PALOMA-2 Data Request for Biomarker Analysis

The CDK4/6 (cyclin-dependent kinase 4/6) inhibitor such as palbociclib has shown significant efficacy in treating breast cancer. However, patients do not exhibit a unformal response, and the underlying resistance/sensitivity mechanism remains incompletely understood. In this proposal, we will apply genome-wide CRISPR/Cas9 screen techniques to categorize the range of genetic alterations that confer resistance or sensitivity to CDK4/6 inhibitors, and seek validation through analysis of genomic and expression data of breast cancers treated by palbociclib. The conclusion of this research may help inform the personalized use of palbociclib to increase treatment efficacy. It will also shed light on the resistance mechanism for relapsed cases and point to potential means to avert or reverse such resistance. Treatment of cancer cells with palbociclib often results in cytostatic response in tissue culture. Cells stop proliferation under such conditions, but do not undergo cell death. This increased the difficulty to conduct genome-wide screen, which performs best when drug causes significant cell death, and the resistant clones repopulate tissue culture. We have found a cell line that undergoes quick cell death in response to palbociclib at low micromolar concentration.
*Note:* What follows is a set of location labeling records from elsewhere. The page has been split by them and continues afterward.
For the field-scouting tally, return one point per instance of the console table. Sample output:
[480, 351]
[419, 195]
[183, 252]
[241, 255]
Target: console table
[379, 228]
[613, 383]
The cell line is very suitable for interrogating the genetic determinants of drug response (Ding et al Cell Reports 2019, Pubmed ID 31189115). Using this system, we introduced genome-wide sgRNA library into the cells, and was able to examine which genes, when edited by CRISPR/Cas9, cause resistance or sensitivity to palbociclib. On average 15 sgRNAs were used to cover each gene, and the data quality suggested that we have achieved a very good palbociclib genome-wide screen. In following up studies, we will aim to analyze the genomic and expression data of palbociclib-treated cancers, focusing on the set of resistance and sensitivity gene sets discovered by our screen. For genes that can significantly separate good and poor response cases, we will study the underlying molecular mechanism. This study may help expand our understanding of the clinical efficacy of CDK4/6 inhibitors and aid their precision use in clinic.